The shooting method can also be used to solve eigenvalue problems. Consider the [[time-independent Schrödinger equation]] for the [[quantum harmonic oscillator]] <math display="block">-\frac{1}{2} \psi_n''(x) + \frac{1}{2} x^2 \psi_n(x) = E_n \psi_n(x).</math> In quantum mechanics, one seeks normalizable wavefunctions <math>\psi_n(x)</math> and their corresponding energies subject to the boundary conditions <math display="block">\psi_n(x \rightarrow +\infty) = \psi_n(x \rightarrow -\infty) = 0.</math>The problem can be solved analytically to find the energies <math>E_n = n + 1/2</math> for <math>n = 0, 1, 2, \dots</math>, but also serves as an excellent illustration of the shooting method. To apply it, first note some general properties of the Schrödinger equation:

* If <math>\psi_n(x)</math> is an eigenfunction, so is <math>C \psi_n(x)</math> for any nonzero constant <math>C</math>.
* The <math>n</math>-th excited state <math>\psi_n(x)</math> has <math>n</math> roots where <math>\psi_n(x) = 0</math>.
* For even <math>n</math>, the <math>n</math>-th excited state <math>\psi_n(x) = \psi_n(-x)</math> is symmetric and nonzero at the origin.
* For odd <math>n</math>, the <math>n</math>-th excited state <math>\psi_n(x) = -\psi_n(-x)</math> is antisymmetric and thus zero at the origin.

To find the <math>n</math>-th excited state <math>\psi_n(x)</math> and its energy <math>E_n</math>, the shooting method is then to:

# Guess some energy <math>E_n</math>.
# Integrate the Schrödinger equation.

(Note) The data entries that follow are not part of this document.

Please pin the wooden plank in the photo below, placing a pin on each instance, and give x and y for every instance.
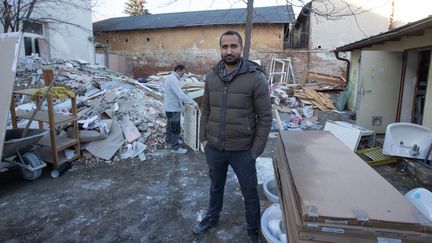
(9, 49)
(325, 78)
(330, 177)
(301, 230)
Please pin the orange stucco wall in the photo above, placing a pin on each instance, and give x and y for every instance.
(152, 51)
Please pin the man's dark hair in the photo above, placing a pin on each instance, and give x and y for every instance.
(231, 32)
(179, 67)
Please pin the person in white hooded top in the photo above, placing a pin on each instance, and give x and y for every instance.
(174, 98)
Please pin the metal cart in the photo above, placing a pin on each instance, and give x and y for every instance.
(19, 151)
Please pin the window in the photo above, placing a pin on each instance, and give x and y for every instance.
(33, 27)
(31, 45)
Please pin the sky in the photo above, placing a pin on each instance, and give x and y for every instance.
(114, 8)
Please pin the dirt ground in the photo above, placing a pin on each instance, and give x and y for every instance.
(157, 200)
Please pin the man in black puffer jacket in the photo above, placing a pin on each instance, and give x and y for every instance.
(235, 123)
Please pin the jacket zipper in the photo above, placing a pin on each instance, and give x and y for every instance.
(223, 115)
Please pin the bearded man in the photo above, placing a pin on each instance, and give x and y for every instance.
(236, 119)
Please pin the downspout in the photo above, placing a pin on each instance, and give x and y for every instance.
(348, 65)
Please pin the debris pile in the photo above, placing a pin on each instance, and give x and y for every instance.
(116, 114)
(294, 106)
(323, 82)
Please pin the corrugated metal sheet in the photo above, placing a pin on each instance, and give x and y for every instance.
(276, 14)
(411, 29)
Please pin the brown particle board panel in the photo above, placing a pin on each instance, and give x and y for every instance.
(315, 169)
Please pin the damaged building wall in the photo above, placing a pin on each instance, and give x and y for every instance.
(151, 51)
(324, 37)
(407, 44)
(66, 30)
(427, 119)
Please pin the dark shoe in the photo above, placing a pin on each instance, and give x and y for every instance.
(254, 236)
(204, 225)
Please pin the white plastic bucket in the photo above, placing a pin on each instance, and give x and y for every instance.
(271, 221)
(421, 198)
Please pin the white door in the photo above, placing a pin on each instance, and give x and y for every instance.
(377, 98)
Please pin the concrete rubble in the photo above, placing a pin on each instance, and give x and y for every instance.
(106, 99)
(296, 107)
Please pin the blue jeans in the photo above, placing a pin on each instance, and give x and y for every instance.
(243, 165)
(173, 129)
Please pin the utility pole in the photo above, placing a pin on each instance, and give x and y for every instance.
(248, 29)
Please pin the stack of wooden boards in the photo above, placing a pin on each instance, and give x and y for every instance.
(328, 194)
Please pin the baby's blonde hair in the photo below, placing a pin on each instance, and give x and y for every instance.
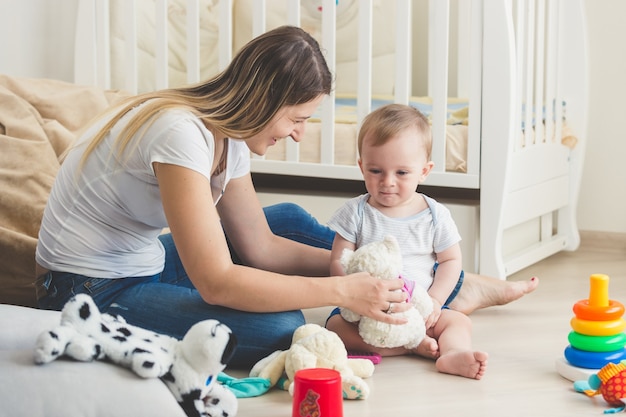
(385, 122)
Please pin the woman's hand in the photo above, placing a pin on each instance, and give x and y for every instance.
(375, 298)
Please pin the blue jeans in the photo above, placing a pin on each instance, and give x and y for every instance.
(168, 303)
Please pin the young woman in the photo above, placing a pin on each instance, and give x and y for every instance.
(179, 158)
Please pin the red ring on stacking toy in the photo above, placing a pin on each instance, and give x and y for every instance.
(592, 360)
(598, 328)
(586, 311)
(597, 343)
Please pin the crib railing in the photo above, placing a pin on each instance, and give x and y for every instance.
(521, 41)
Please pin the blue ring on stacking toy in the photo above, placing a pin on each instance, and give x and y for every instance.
(592, 360)
(597, 343)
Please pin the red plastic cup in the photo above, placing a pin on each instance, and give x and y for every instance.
(317, 393)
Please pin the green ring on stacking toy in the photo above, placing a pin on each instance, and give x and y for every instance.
(597, 343)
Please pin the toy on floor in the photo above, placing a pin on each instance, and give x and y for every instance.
(597, 337)
(188, 367)
(383, 260)
(313, 346)
(610, 381)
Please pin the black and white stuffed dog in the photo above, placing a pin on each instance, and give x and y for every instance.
(189, 367)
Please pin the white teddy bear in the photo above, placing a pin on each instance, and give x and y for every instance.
(313, 346)
(383, 260)
(188, 367)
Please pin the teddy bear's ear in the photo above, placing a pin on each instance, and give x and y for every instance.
(270, 367)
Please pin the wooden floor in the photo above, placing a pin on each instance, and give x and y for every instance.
(524, 340)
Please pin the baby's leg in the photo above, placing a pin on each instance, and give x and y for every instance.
(479, 291)
(428, 348)
(453, 333)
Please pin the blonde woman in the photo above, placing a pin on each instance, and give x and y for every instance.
(179, 158)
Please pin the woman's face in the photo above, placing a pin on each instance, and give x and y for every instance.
(290, 121)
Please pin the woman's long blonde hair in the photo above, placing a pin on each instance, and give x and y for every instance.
(284, 66)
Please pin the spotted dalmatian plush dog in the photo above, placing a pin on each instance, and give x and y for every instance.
(189, 367)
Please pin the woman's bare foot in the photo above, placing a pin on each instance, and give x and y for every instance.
(468, 364)
(479, 291)
(428, 348)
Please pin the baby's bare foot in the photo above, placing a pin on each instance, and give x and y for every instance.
(468, 364)
(480, 292)
(428, 348)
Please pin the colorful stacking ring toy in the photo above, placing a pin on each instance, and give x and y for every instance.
(592, 360)
(597, 343)
(598, 328)
(585, 311)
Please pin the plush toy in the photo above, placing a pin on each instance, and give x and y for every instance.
(313, 346)
(610, 381)
(384, 260)
(188, 367)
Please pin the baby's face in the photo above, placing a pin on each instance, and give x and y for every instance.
(393, 171)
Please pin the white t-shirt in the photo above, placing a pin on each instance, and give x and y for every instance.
(104, 220)
(421, 236)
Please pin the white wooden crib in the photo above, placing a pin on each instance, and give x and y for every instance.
(475, 66)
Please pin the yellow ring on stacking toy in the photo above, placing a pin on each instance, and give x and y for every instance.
(586, 311)
(598, 328)
(597, 343)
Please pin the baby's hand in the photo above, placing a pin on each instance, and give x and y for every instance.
(431, 320)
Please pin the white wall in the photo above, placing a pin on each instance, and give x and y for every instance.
(36, 40)
(602, 201)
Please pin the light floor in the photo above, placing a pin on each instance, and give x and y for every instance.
(524, 339)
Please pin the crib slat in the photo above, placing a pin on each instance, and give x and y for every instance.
(439, 39)
(464, 44)
(193, 41)
(161, 49)
(329, 36)
(520, 24)
(551, 66)
(130, 37)
(475, 92)
(559, 73)
(364, 59)
(539, 73)
(403, 51)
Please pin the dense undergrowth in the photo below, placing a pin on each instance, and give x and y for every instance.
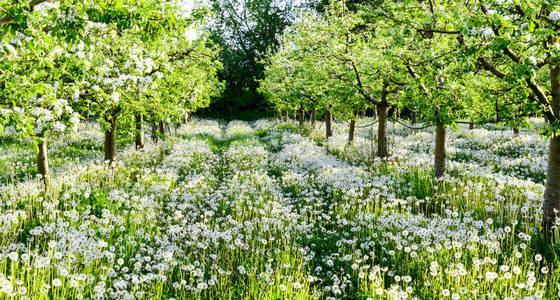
(262, 211)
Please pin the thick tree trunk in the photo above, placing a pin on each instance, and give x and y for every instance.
(301, 116)
(439, 153)
(111, 140)
(551, 205)
(43, 161)
(139, 132)
(313, 117)
(382, 112)
(352, 131)
(155, 136)
(328, 123)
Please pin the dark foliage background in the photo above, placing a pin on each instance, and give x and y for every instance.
(245, 30)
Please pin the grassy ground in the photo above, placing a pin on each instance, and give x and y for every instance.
(261, 211)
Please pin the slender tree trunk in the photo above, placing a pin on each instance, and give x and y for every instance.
(139, 132)
(382, 114)
(155, 137)
(552, 191)
(551, 205)
(328, 122)
(313, 117)
(352, 132)
(301, 116)
(439, 153)
(43, 161)
(111, 140)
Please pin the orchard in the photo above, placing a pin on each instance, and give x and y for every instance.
(279, 149)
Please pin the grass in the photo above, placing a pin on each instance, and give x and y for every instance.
(267, 213)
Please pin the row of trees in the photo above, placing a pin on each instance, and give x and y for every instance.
(443, 61)
(119, 62)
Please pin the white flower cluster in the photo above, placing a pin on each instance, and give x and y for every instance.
(245, 210)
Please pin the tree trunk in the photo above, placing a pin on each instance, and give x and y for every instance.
(111, 140)
(155, 137)
(352, 132)
(301, 116)
(139, 132)
(382, 112)
(43, 161)
(328, 123)
(313, 117)
(552, 191)
(439, 153)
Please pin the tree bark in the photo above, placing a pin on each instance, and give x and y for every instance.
(551, 205)
(352, 132)
(43, 161)
(111, 140)
(328, 122)
(382, 113)
(301, 116)
(139, 132)
(439, 153)
(313, 117)
(155, 137)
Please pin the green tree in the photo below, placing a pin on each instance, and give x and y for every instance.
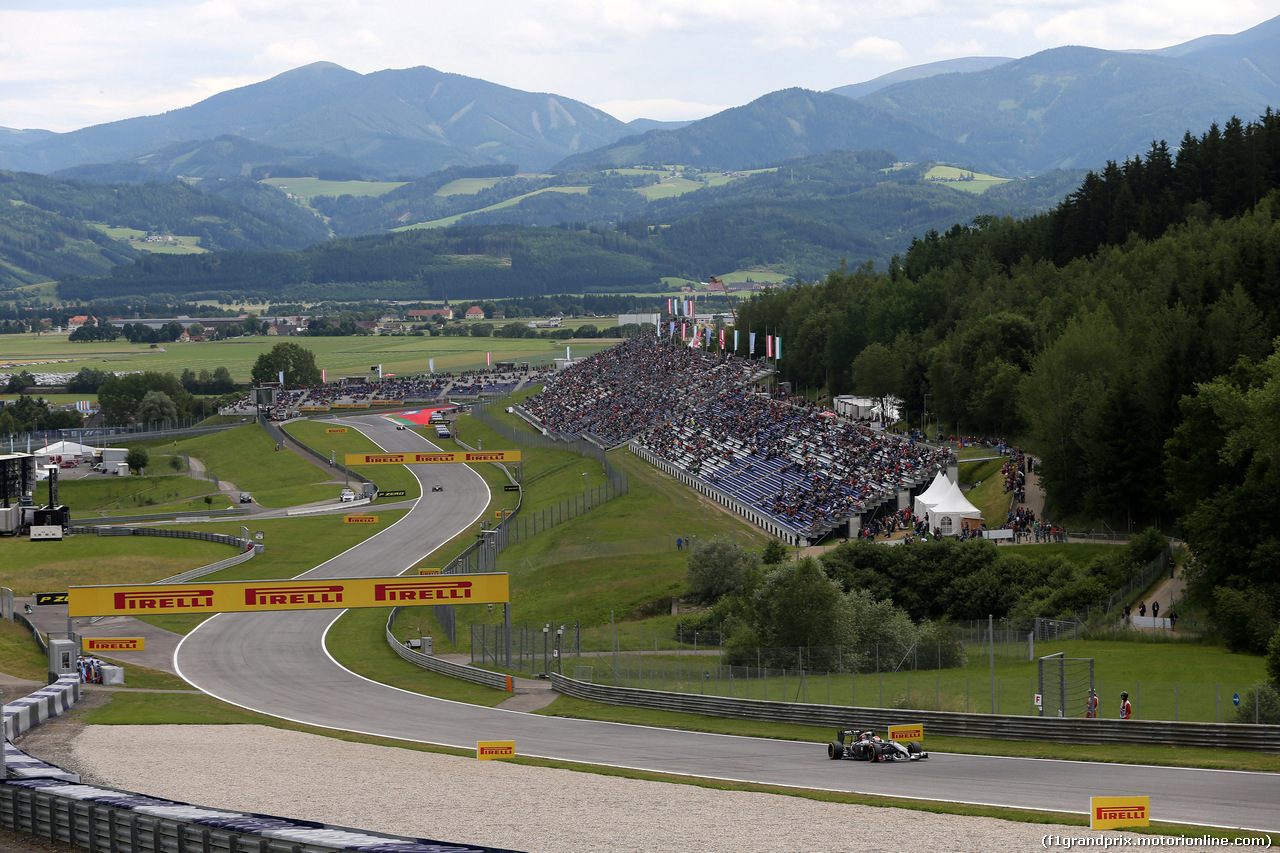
(137, 459)
(297, 363)
(877, 373)
(154, 407)
(798, 606)
(718, 569)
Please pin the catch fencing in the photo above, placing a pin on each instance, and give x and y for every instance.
(247, 547)
(1261, 738)
(282, 438)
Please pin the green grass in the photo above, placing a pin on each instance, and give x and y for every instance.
(246, 456)
(616, 559)
(88, 560)
(388, 477)
(105, 493)
(964, 179)
(570, 707)
(357, 641)
(507, 203)
(22, 657)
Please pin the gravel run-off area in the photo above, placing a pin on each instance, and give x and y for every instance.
(535, 810)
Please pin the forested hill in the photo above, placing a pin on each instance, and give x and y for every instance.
(1128, 338)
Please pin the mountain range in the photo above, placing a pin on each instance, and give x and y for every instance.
(1061, 108)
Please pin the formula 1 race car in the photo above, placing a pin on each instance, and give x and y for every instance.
(865, 746)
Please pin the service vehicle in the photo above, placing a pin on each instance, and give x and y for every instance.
(867, 746)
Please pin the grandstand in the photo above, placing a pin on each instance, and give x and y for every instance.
(799, 471)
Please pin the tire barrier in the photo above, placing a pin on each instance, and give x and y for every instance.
(1239, 735)
(104, 820)
(50, 802)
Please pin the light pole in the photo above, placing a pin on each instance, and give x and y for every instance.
(487, 548)
(547, 630)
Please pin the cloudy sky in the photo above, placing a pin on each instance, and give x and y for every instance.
(67, 64)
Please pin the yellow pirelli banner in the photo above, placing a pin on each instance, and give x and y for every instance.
(1112, 812)
(329, 593)
(426, 459)
(912, 731)
(114, 643)
(490, 749)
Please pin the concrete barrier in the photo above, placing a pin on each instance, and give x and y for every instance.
(30, 711)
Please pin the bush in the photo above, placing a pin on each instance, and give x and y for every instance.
(718, 569)
(1244, 619)
(1267, 706)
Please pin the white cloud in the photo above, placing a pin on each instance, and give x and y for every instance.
(876, 49)
(664, 109)
(69, 63)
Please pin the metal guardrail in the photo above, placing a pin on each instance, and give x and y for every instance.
(446, 667)
(159, 516)
(1238, 735)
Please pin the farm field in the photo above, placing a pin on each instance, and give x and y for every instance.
(508, 203)
(964, 179)
(307, 188)
(338, 356)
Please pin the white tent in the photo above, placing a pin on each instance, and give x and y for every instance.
(928, 497)
(952, 514)
(65, 450)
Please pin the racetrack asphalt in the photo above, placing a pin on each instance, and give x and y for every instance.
(277, 664)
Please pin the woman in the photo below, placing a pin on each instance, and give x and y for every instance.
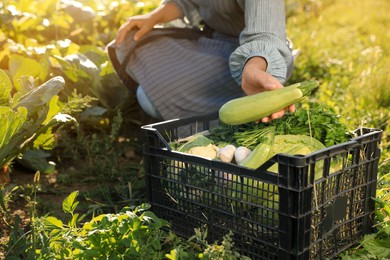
(244, 52)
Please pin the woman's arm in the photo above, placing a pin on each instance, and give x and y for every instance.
(144, 23)
(263, 61)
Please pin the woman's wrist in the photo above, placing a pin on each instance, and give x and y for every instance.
(258, 62)
(166, 13)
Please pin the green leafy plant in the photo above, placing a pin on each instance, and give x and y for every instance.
(26, 115)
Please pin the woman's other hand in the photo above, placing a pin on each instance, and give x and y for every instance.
(145, 23)
(255, 80)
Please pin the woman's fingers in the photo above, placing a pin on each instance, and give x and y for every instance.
(123, 31)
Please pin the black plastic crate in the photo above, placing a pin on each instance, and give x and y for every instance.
(273, 215)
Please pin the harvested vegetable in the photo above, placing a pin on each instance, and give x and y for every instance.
(195, 141)
(209, 151)
(254, 107)
(226, 154)
(241, 154)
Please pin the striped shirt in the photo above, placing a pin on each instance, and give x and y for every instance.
(187, 77)
(260, 24)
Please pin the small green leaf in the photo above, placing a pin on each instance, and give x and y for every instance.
(52, 222)
(5, 88)
(69, 204)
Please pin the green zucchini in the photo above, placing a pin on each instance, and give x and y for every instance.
(254, 107)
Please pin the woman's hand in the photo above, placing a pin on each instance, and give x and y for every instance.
(145, 23)
(256, 80)
(142, 23)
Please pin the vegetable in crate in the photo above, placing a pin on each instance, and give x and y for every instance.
(254, 107)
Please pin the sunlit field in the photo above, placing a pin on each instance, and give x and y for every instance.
(83, 135)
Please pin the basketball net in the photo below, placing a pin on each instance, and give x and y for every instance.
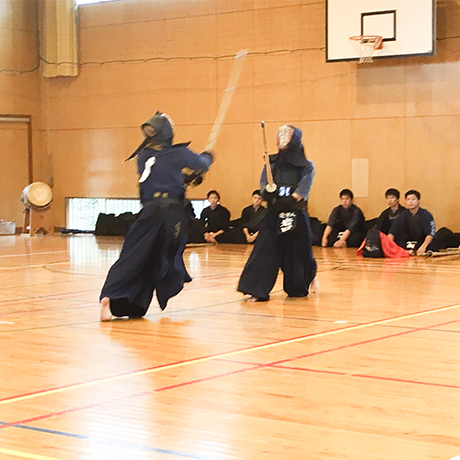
(367, 45)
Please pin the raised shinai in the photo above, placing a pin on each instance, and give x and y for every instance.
(285, 236)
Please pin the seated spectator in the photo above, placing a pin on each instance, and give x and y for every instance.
(244, 229)
(195, 226)
(389, 215)
(215, 218)
(345, 227)
(414, 229)
(251, 216)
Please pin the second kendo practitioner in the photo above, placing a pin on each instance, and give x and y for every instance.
(285, 237)
(151, 257)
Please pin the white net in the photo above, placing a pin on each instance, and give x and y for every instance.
(367, 44)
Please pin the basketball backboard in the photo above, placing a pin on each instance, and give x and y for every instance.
(407, 27)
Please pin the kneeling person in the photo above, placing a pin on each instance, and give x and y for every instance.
(345, 226)
(414, 229)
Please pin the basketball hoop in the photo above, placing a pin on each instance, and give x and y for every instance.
(367, 45)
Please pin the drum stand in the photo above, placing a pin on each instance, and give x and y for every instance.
(36, 220)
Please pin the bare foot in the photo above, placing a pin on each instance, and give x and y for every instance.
(106, 314)
(314, 286)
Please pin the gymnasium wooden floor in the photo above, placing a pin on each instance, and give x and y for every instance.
(367, 368)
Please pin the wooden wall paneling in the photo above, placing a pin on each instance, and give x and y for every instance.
(381, 141)
(328, 145)
(378, 91)
(14, 173)
(432, 166)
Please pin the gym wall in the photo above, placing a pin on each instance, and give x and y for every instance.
(137, 56)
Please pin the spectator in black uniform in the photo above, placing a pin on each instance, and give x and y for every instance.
(151, 257)
(215, 217)
(245, 229)
(251, 216)
(345, 227)
(390, 214)
(414, 229)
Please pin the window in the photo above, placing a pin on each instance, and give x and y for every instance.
(82, 213)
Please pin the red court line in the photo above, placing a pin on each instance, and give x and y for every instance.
(363, 342)
(238, 351)
(112, 400)
(255, 366)
(418, 382)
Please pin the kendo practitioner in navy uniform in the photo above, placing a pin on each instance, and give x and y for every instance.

For example, use the central [[Finite difference method|finite difference]]<math display="block">-\frac{1}{2} \frac{\psi^{i+1}_n - 2 \psi^i_n + \psi^{i-1}_n}{{\Delta x}^2} + \frac{1}{2} (x^i)^2 \psi^i_n = E_n \psi^i_n.</math>
#* If <math>n</math> is even, set <math>\psi_0</math> to some arbitrary number (say <math>\psi^0_n = 1</math> — the wavefunction can be normalized after integration anyway) and use the symmetric property to find all remaining <math>\psi_n^i</math>.
#* If <math>n</math> is odd, set <math>\psi^0_n = 0</math> and <math>\psi^1_n</math> to some arbitrary number (say <math>\psi^1_n = 1</math> — the wavefunction can be normalized after integration anyway) and find all remaining <math>\psi_n^i</math>.
# Count the roots of <math>\psi_n</math> and refine the guess for the energy <math>E_n</math>.
#* If there are <math>n</math> or less roots, the guessed energy is too low, so increase it and repeat the process.
#* If there are more than <math>n</math> roots, the guessed energy is too high, so decrease it and repeat the process.

The energy-guessing can be done with the [[bisection method]], and the process can be terminated when the energy difference is sufficiently small. Then one can take any energy in the interval to be the correct energy.